O lost days of delight, that are wasted in doubting and waiting!
O lost hours and days in which we might have been happy!
But the light shone at last, and guided his wavering footsteps,
And at last came the voice, imperative, questionless, certain.
Then John Estaugh came back o’er the sea for the gift that was offered,
Better than houses and lands, the gift of a woman’s affection.
And on the First-Day that followed, he rose in the Silent Assembly,
Holding in his strong hand a hand that trembled a little,
Promising to be kind and true and faithful in all things.

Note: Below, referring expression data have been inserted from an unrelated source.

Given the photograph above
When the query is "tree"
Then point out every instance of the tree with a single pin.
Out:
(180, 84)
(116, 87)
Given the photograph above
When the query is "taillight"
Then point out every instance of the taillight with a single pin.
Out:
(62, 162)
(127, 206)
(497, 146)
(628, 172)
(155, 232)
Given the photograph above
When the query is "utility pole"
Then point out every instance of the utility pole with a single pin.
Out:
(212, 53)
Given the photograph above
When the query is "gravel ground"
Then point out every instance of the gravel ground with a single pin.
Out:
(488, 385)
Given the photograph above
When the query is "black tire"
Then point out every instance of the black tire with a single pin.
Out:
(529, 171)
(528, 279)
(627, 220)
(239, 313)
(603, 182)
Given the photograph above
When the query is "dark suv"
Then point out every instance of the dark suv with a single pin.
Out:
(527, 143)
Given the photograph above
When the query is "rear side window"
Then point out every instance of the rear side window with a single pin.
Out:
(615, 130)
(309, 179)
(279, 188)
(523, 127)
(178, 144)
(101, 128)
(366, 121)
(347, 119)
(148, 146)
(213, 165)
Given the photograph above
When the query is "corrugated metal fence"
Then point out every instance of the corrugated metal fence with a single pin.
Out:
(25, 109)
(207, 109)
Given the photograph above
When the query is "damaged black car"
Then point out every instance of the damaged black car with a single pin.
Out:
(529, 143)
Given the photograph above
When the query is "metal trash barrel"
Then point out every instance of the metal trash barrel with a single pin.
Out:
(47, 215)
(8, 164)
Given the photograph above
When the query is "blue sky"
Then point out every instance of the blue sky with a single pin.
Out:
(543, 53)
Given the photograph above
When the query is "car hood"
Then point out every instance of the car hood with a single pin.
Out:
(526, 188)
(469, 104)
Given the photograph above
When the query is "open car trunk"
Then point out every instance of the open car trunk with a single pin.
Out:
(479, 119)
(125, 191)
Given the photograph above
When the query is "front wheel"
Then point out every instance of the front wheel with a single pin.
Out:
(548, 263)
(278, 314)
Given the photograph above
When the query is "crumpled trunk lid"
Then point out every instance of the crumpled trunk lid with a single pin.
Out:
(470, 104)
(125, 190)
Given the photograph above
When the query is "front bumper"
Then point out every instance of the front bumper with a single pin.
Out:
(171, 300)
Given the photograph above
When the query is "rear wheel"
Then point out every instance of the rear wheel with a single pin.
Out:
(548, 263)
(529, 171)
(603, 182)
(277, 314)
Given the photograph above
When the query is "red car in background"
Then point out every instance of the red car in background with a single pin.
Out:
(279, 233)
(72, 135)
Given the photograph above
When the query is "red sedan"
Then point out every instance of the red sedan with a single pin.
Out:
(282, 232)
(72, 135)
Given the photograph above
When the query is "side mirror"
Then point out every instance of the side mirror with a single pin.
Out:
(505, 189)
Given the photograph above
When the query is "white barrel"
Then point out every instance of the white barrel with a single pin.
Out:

Such were the marriage rites of John and Elizabeth Estaugh.
And not otherwise Joseph, the honest, the diligent servant,
Sped in his bashful wooing with homely Hannah the housemaid;
For when he asked her the question, she answered, ”Nay”; and then added
“But thee may make believe, and see what will come of it, Joseph.”
Short Summary
The phrase, “Ships that pass in the night” comes from a poem by Henry Wadsworth Longfellow. The poet was describing the fleetingness of life and how people are destined to pass one another without knowing it.
It is often used in reference to lost love, or when two people never meet because they are on different paths. It can also symbolize missed opportunities or regretful decisions.
Final Thoughts
The phrase, “Ships that pass in the night,” reminds us to prioritize and cherish our relationships. I don’t know any better lesson than that.